日本共産党嶺南地区委員会 > しんぶん赤旗 > 「生業」原発訴訟 仙台高裁が断じたもの(下) 国の言動「事業者と一体化」

「生業」原発訴訟 仙台高裁が断じたもの(下) 国の言動「事業者と一体化」

福島第1原発に襲来する津波=2011年3月11日撮影、東京電力提供

 「生業(なりわい)を返せ、地域を返せ!」福島原発訴訟の仙台高裁判決は、経済産業省の旧原子力安全・保安院の「姿勢をうかがわせる、エピソード」を取り上げています。事故のおよそ1年半前の2009年8月28日、9月7日に保安院で行われた東電からのヒアリングです。

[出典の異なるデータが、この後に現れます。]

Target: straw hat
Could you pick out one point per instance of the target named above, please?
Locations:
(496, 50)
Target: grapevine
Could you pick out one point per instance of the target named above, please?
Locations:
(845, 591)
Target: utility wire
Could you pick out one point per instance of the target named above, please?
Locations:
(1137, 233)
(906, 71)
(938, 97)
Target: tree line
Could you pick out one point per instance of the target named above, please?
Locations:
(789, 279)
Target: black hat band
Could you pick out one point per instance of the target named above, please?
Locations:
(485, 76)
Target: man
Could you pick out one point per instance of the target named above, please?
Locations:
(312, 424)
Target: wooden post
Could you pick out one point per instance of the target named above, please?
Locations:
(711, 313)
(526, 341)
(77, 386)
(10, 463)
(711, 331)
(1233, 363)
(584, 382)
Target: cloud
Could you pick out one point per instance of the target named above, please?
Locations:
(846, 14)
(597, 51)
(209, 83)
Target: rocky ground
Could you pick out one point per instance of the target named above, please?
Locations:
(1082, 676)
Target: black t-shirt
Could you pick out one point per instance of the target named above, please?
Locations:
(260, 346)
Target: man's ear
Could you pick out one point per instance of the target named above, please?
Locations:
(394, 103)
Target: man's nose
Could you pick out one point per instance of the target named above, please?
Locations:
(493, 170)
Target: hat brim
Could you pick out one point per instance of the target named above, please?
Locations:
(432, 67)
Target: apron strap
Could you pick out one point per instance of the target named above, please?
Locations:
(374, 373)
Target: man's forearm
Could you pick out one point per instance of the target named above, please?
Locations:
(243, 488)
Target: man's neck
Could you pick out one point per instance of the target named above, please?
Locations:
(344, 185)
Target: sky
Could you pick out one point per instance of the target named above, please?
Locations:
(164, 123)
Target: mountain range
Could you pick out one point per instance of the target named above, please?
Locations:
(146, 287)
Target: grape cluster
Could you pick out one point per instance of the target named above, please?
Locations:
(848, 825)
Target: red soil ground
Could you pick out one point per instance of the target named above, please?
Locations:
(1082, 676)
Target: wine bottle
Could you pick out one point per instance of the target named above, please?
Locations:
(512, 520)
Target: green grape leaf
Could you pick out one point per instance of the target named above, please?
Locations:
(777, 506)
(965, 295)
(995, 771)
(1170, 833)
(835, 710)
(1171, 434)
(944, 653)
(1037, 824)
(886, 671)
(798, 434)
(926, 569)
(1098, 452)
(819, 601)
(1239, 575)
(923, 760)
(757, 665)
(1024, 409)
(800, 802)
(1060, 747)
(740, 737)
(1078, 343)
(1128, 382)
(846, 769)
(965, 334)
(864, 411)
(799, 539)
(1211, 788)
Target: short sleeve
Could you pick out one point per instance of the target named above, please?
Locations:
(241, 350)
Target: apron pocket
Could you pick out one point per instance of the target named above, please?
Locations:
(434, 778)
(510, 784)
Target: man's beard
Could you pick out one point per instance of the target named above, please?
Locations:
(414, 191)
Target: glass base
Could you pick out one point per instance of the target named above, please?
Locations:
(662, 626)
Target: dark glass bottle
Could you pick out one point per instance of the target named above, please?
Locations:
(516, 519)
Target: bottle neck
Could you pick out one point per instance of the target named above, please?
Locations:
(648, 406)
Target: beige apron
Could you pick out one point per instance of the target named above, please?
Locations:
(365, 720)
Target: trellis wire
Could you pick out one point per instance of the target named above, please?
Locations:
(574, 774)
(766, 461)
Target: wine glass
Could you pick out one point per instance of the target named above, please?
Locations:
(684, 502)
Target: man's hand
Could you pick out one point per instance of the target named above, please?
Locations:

 当時、地震の専門家が、経産省の審議会で東北地方に大津波をもたらした868年の貞観(じょうがん)津波に触れ、同規模以上の津波の再来の可能性を指摘。そのため保安院は貞観津波を踏まえた福島第1原発の津波評価、対策の状況の説明を東電に要請し、ヒアリングしたのです。

「大騒ぎ避ける」

 その際、保安院の審査官から「JNES(独立行政法人・原子力安全基盤機構)のクロスチェックでは、女川と福島の津波について重点的に実施する予定になっているが、福島の状況に基づきJNESをよくコントロールしたい。無邪気に計算してJNESが大騒ぎすることは避ける」との発言があったというものです。JNESは保安院と連携し、原子力の安全確保に関する専門的・基盤的な業務を実施する機関です。

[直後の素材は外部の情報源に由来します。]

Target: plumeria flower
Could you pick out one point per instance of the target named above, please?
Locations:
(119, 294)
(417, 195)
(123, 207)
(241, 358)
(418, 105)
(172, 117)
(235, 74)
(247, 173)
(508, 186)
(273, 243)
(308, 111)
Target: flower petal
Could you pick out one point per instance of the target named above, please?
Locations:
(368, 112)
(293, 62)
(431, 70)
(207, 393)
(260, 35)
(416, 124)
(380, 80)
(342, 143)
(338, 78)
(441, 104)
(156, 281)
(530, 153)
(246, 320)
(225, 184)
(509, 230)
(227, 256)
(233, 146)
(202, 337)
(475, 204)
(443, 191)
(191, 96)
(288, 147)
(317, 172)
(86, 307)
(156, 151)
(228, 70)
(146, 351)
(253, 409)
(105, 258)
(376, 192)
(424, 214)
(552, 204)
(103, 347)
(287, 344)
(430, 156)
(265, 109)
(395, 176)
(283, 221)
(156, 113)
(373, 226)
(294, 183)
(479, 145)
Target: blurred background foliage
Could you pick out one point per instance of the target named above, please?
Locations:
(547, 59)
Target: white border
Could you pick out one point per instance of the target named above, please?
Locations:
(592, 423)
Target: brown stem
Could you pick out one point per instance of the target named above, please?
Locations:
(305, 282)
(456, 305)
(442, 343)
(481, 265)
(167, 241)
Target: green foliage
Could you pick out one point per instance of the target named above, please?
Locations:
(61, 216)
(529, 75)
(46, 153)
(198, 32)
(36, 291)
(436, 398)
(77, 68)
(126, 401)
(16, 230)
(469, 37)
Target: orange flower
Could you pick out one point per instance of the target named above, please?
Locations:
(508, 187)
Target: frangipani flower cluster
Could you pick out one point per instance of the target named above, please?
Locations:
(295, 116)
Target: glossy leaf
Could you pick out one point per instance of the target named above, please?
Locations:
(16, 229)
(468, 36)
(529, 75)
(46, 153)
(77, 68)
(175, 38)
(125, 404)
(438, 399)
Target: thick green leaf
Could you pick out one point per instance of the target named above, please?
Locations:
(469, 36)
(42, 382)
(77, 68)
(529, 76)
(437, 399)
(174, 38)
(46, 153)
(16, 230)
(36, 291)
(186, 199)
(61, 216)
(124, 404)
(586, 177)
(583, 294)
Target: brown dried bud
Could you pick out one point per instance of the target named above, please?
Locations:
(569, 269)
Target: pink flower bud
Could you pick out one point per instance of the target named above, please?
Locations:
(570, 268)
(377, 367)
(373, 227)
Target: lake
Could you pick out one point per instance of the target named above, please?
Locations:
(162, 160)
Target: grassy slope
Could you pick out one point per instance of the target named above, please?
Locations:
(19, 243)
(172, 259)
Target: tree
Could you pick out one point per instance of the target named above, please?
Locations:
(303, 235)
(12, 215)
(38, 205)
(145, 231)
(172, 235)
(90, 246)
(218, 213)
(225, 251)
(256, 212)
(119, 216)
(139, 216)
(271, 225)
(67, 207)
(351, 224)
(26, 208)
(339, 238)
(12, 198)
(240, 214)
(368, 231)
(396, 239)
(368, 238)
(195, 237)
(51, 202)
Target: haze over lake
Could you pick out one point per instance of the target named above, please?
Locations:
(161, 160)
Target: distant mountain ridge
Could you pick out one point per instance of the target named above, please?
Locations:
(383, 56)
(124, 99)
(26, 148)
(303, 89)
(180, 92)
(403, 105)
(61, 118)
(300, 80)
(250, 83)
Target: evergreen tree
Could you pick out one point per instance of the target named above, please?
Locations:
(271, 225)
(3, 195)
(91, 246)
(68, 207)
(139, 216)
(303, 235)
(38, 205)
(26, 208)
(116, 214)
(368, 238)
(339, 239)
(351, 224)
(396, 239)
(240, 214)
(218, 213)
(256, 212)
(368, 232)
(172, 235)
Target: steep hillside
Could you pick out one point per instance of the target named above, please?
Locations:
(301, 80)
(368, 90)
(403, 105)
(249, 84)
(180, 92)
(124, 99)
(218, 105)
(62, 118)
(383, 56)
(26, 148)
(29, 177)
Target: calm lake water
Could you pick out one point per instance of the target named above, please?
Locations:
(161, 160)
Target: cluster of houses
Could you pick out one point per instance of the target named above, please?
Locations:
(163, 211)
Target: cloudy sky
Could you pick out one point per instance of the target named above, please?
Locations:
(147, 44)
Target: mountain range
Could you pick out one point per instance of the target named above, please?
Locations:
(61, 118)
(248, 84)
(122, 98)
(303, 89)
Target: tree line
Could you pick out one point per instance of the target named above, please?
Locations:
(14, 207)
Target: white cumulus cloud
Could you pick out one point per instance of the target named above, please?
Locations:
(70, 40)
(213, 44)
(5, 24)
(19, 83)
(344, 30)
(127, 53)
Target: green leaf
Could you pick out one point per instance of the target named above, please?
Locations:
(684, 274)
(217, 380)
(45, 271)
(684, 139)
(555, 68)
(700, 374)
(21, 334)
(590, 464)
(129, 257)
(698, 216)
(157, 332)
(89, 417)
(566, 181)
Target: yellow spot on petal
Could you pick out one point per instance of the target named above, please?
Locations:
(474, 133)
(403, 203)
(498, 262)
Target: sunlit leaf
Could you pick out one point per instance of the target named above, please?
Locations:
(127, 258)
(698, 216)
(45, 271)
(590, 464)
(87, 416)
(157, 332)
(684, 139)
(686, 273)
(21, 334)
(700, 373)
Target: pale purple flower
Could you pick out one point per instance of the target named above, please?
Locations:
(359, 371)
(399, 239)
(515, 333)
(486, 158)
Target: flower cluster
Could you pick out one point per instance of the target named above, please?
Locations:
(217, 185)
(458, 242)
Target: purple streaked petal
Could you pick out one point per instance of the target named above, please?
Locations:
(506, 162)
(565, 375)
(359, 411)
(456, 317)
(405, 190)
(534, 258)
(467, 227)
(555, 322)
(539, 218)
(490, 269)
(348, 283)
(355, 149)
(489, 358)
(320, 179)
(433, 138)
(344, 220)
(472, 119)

 規制の対象者である東電担当者の面前で「無邪気に計算してJNESが大騒ぎするのを避ける」という審査官の発言でした。

 判決は「これでは原子力規制機関であるはずの保安院が、原子力事業者である東電の側に立ち、むしろ原子力事業者と一体化して、JNESによる安全性のチェックを阻止しようとしていたとの批判すら免れず、原子力規制機関の担当官としては誠にあるまじき言動であった」と非難しています。

 判決は一連の事実経過から結論的にこう述べています。

 「(東電も国も)『長期評価』の見解による想定津波の試算が行われれば、喫緊の対策措置を講じなければならなくなる可能性を認識しながら、そうなった場合の影響(東電の経済的負担)の大きさを恐れる余り、試算自体を避けようとし、あるいは試算結果が公になることを避けようとしていたものと認めざるを得ない」

 判決ではさらに「長期評価」公表以降も、「津波による浸水で福島第1原発の電源設備がダメージを受けて重大事故に発展し得ることの知見」が積み重ねられ、「経産相において認識し得たというべきである」と指摘しています。

吉井氏の質問も

 その知見の一つとして判決は、事故の5年前の06年3月や10月に日本共産党の吉井英勝衆院議員(当時)が国会で行った質疑を取り上げ、「福島第1原発を含むわが国の原発の電源設備の津波等に対する脆弱(ぜいじゃく)性が深刻な重大事故につながり得ることを前提とした質問がされることもあった」と紹介しています。3月の質問で吉井氏は、津波の影響によって福島第1原発で冷却水を取水できない事態が想定され、最悪の場合は炉心溶融などの危険があることを明らかにし、最悪の事態を想定して対策を取る必要があると国に迫っていたのです。